Who is Going to Make the Clouds Play Nice Together?

photo courtesy of chascar

photo courtesy of chascar

I had lunch (at the fabulous Sanchos btw – love the fish tacos and tried a Mexican coke – they really do taste better) with my good friend and ex-boss, Henry Olson.  He has an uncanny ability to think one step ahead.

After our usual ruminations about what went wrong at Edge, and whether we would have the smarts to detect it next time (and, more importantly, the courage to act), Henry made the observation that companies need to shift from product-directed thinking to  market- directed thinking.  You can’t force the product on the customer – the customer defines the product and what they need from it. We covered this in You Don’t Know What Customers Want – make sure the market is driving requirements, not your perceptions of what the market wants.

Not content with cracking this nut, and as we are both headed for Enterprise 2.0, Henry quizzed me on what’s next for the enterprise.  He had observed last year that the SaaS revolution was in some ways a lot of same excrement with a different delivery method (i.e. paving the cowpath) and the gaps every one seems to be missing are between these disparate cloud apps.  Will anyone see that this year?  How do you solve user provisioning, application integration, and reporting and analytics with different data structures, and customer and product masters.  At this rate, there will be a new wave of consultants earning their fortunes wiring all these disparate cloud apps together – SaaS middleware anyone?

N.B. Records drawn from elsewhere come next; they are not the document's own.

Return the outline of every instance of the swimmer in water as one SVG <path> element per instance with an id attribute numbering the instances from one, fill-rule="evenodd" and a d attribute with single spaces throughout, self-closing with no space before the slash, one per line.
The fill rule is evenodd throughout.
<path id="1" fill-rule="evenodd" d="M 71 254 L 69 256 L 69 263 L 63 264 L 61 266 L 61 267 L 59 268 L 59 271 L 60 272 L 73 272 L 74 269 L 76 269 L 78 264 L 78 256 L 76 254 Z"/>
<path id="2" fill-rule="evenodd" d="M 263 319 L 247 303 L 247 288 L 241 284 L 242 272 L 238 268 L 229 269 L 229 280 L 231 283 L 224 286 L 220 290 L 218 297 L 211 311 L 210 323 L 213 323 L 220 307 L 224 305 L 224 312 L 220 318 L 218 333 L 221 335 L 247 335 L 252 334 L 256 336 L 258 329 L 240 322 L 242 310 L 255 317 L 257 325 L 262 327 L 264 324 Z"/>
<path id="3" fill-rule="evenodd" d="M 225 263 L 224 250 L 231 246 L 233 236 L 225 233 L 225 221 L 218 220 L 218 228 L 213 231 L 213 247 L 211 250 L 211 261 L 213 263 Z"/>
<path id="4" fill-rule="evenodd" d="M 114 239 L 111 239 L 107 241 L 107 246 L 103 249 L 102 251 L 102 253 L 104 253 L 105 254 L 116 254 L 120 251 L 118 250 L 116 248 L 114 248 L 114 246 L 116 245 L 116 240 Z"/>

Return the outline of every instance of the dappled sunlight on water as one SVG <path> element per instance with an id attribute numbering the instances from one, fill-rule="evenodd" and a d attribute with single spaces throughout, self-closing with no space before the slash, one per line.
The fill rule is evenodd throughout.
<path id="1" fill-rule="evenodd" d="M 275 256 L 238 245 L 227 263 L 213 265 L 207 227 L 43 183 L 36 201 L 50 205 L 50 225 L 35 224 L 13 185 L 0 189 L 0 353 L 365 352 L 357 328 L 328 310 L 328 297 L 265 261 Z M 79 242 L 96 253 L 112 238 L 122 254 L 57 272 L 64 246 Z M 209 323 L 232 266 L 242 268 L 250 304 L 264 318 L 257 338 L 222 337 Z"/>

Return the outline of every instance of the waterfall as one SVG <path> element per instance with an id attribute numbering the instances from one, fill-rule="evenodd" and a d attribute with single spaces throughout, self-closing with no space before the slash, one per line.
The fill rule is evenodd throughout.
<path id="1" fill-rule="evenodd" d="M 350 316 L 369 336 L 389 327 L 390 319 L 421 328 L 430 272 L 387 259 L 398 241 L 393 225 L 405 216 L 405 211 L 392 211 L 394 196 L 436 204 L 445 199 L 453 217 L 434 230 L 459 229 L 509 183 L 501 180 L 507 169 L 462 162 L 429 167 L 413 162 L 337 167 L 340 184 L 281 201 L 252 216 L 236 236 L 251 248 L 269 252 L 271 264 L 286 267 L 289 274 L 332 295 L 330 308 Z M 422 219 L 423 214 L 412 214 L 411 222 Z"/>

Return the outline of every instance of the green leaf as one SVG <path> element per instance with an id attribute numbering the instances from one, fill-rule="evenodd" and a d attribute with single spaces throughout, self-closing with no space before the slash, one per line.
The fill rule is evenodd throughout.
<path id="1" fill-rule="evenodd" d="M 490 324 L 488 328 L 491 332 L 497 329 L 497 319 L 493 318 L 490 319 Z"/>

I’ve already observed that  enterprise software feels dead.  The new wave of cheaper, better, faster SaaS solutions are chipping away at traditional enterprise software with point solutions.   If we can stereotype who is doing this it’s unlikely to be the young bucks coming out of Stanford et. al. are going to fully grasp the challenges of enterprise computing, or otherwise be attracted to the relatively dismal world of B2B software.  Far more likely is B2B point solutions will be offered by grizzled corporate refugees, who are more interested in building a tidy nest egg than changing the world (as we are led to believe the starry-eyed younger entrepreneurs are wont to do).  This will most likely mean vertically- focused point solutions based on their experience.  In other words, our seasoned vets are unlikely to take on the tougher, larger problem of getting all of these cloud apps to play nicely together.

Henry wondered if NetSuite is the answer (I don’t know – can anyone comment?) It would seem that we need a bunch of open APIs and standards to make these different cloud applications work together.

Perhaps consumer apps not just raising the bar but pointing the way to new enterprise models? Facebook Connect has been a brilliant success for outsourced authentication – but it has the tiny advantage of being used by everyone (well ~300 million anyway). As more people work for themselves and have greater autonomy they will make the purchasing decisions for themselves –  laptops, productivity software, etc.  This market neatly sidesteps the traditional software problems of long sales cycles and difficulty communicating with the user community. This won’t replace SAP, but it might be the right path for collaboration and other productivity apps.

What are your thoughts for Enterprise 2.0?  How will the incumbents change and what new players will emerge?